Le paradoxe est saisissant. Alors que les observateurs s’attendaient à un fort engouement des Tunisiens au lancement du processus d’inscription sur les listes électorales, c’est au prix de campagnes multiples de sensibilisation, doublées d’un étirement des délais, que les nouvelles autorités sont parvenues à décider la moitié du corps électoral. L’enjeu, pourtant, est de taille : il s’agit de voter pour la prochaine Constituante, annoncée comme le premier scrutin transparent du pays.

L’on en était à conjecturer sur les significations de cette attractivité limitée pour les premières élections de l’après-Ben Ali, lorsque le peuple tunisien a démenti son indifférence supputée vis-à-vis de la chose politique, en descendant nombreux dans les rues du centre ville de la capitale Tunis, pour réclamer la démission du premier ministre de transition, Béji caïd Essebsi.
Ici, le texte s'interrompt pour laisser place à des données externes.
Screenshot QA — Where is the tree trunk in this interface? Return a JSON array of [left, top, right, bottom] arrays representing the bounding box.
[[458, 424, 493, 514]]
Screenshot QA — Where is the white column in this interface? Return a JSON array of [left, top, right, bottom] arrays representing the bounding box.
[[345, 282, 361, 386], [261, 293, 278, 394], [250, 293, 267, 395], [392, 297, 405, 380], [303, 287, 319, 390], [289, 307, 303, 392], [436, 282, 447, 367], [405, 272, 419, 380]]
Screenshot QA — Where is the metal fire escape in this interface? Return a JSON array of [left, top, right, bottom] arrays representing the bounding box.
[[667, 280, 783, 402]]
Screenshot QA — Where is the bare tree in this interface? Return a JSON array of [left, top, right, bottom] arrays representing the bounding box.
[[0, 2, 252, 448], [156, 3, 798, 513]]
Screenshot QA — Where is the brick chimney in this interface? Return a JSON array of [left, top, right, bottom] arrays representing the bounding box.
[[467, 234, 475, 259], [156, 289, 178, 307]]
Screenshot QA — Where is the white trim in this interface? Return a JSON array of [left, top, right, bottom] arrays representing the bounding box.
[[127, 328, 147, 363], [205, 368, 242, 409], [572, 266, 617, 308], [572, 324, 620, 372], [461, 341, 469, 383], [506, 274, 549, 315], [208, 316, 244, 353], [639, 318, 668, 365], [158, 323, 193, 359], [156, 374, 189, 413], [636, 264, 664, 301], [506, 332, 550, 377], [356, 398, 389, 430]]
« Le peuple veut le départ du gouvernement », « Indépendance à la justice », « Purge des magistrats et avocats corrompus », « Tunisie libre, les voleurs dehors »…, les slogans n’ont pas manqué le 15 août dernier pour fustiger le gouvernement provisoire, le troisième de l’ère révolutionnaire. Comment interpréter cette attitude du peuple, plus prompt à battre le pavé qu’à s’inscrire sur les listes électorales ? Serait-ce un désaveu du processus électoral, pourtant salué comme étant démocratique avec, notamment, la création d’une instance supérieure indépendante chargée des élections et censée tourner la page des scrutins organisés autrefois par le ministère de l’Intérieur ? Ou, plutôt, d’un désenchantement de nombre de Tunisiens face aux modestes résultats engrangés par le gouvernement de transition, alors que les attentes de la population, tant sur les plans politique qu’économique et social, sont légion ?
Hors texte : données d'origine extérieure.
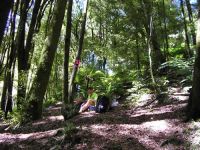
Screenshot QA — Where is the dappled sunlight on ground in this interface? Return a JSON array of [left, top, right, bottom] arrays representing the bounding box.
[[47, 115, 64, 121], [0, 129, 58, 144], [0, 96, 189, 150]]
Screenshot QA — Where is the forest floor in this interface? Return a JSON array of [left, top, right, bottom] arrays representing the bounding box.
[[0, 86, 200, 150]]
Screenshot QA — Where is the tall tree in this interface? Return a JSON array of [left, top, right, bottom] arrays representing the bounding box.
[[0, 0, 14, 46], [63, 0, 73, 104], [185, 0, 196, 45], [26, 0, 67, 120], [180, 0, 192, 57], [188, 0, 200, 119], [69, 0, 89, 101], [16, 0, 30, 109], [142, 0, 166, 69]]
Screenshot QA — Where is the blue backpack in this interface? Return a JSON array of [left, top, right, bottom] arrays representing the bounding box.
[[96, 96, 110, 113]]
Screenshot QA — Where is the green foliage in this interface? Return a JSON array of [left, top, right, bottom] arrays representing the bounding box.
[[9, 107, 26, 127], [61, 104, 79, 120], [43, 97, 58, 107], [159, 57, 194, 84]]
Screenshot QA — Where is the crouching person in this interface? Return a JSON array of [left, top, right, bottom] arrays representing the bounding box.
[[79, 87, 98, 113]]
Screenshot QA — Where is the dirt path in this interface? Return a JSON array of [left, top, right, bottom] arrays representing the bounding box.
[[0, 94, 189, 150]]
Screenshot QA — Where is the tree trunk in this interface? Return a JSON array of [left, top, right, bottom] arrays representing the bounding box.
[[16, 0, 30, 109], [188, 0, 200, 119], [185, 0, 196, 45], [69, 0, 89, 101], [0, 0, 14, 46], [27, 0, 67, 120], [63, 0, 73, 104], [180, 0, 192, 58], [25, 0, 42, 69], [163, 0, 169, 59], [142, 0, 166, 70]]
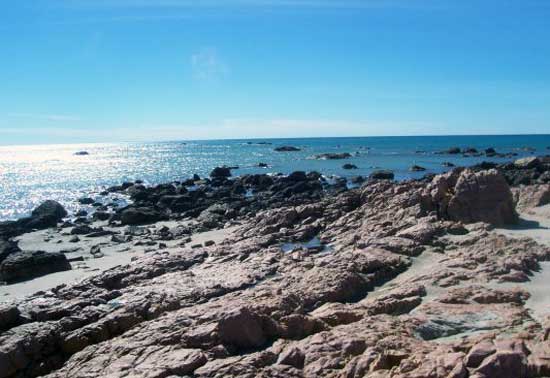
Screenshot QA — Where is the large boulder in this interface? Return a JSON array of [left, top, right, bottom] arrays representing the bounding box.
[[313, 152, 351, 160], [0, 251, 71, 283], [120, 207, 164, 225], [429, 169, 518, 226], [0, 239, 21, 263], [275, 146, 300, 152], [210, 167, 231, 178], [514, 156, 541, 169], [369, 170, 394, 180], [32, 200, 67, 222]]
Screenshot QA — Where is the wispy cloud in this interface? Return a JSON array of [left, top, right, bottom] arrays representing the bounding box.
[[7, 113, 82, 122], [190, 47, 229, 81]]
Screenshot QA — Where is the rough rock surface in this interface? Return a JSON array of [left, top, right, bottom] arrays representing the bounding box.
[[0, 171, 550, 378], [429, 169, 518, 225]]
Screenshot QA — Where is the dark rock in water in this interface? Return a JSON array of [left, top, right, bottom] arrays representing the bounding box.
[[350, 176, 365, 184], [441, 147, 460, 155], [342, 163, 357, 169], [287, 171, 307, 182], [74, 209, 88, 217], [78, 197, 95, 205], [92, 211, 111, 221], [472, 161, 498, 170], [0, 304, 21, 332], [409, 165, 426, 172], [514, 156, 541, 169], [275, 146, 301, 152], [71, 224, 95, 235], [120, 207, 164, 225], [0, 251, 71, 283], [313, 152, 351, 160], [485, 147, 497, 157], [210, 167, 231, 178], [428, 169, 518, 226], [0, 239, 21, 262], [32, 200, 67, 223], [369, 170, 395, 180]]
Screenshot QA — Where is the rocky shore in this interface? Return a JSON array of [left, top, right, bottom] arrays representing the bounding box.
[[0, 155, 550, 378]]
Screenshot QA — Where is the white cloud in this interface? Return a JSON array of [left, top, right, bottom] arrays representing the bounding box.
[[191, 47, 229, 81], [7, 113, 82, 122]]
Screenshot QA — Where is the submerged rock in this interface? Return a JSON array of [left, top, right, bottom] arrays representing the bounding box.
[[210, 167, 231, 178], [342, 164, 357, 169], [274, 146, 301, 152], [369, 170, 395, 180], [313, 152, 351, 160]]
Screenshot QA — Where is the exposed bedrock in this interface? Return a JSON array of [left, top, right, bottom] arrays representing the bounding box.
[[0, 170, 550, 378]]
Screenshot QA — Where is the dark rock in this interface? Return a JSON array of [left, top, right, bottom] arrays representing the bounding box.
[[0, 304, 21, 332], [0, 251, 71, 283], [369, 170, 395, 180], [71, 224, 95, 235], [275, 146, 301, 152], [78, 197, 95, 205], [32, 200, 68, 223], [409, 165, 426, 172], [120, 207, 164, 225], [0, 239, 21, 263], [210, 167, 231, 178], [442, 147, 460, 155], [342, 163, 357, 169], [75, 209, 88, 217], [92, 211, 111, 221], [287, 171, 307, 182], [514, 156, 541, 169], [313, 152, 351, 160]]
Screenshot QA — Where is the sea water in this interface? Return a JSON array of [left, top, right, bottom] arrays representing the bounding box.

Pour le premier ministre Essebsi, son gouvernement serait mal jugé, alors qu’il aurait « fait l’impossible », pour normaliser la situation sécuritaire du pays et empêcher une plus grande récession de l’économie. « Nous avons travaillé dans le cadre d’une feuille de route claire, s’est défendu le chef du gouvernement. Il s’agissait, d’abord, de mettre en place une Assemblée constituante à l’issue d’élections libres, pluralistes et transparentes. Et, parallèlement, de gérer les affaires courantes du pays. Comme il s’agit d’un gouvernement provisoire, notre mandat devait s’achever par ces élections, initialement prévues le 24 juillet. Les grandes réformes, comme celle de la justice, ne faisaient pas partie des missions de ce gouvernement, mais comme le problème s’est posé avec insistance, nous avons décidé d’assumer nos responsabilités dans tout ce qui se passe dans le pays, le bon comme le mauvais, le meilleur comme le pire. » Même au niveau social, où les critiques de son action sont parmi les plus virulentes, Caïd Essebsi s’est félicité, lors d’une intervention devant un parterre d’hommes politiques et de représentants de la société civile, d’avoir donné satisfaction aux revendications des travailleurs. En accord avec la puissante union générale des travailleurs tunisiens, il a décidé d’augmentations salariales, dans un contexte économique difficile.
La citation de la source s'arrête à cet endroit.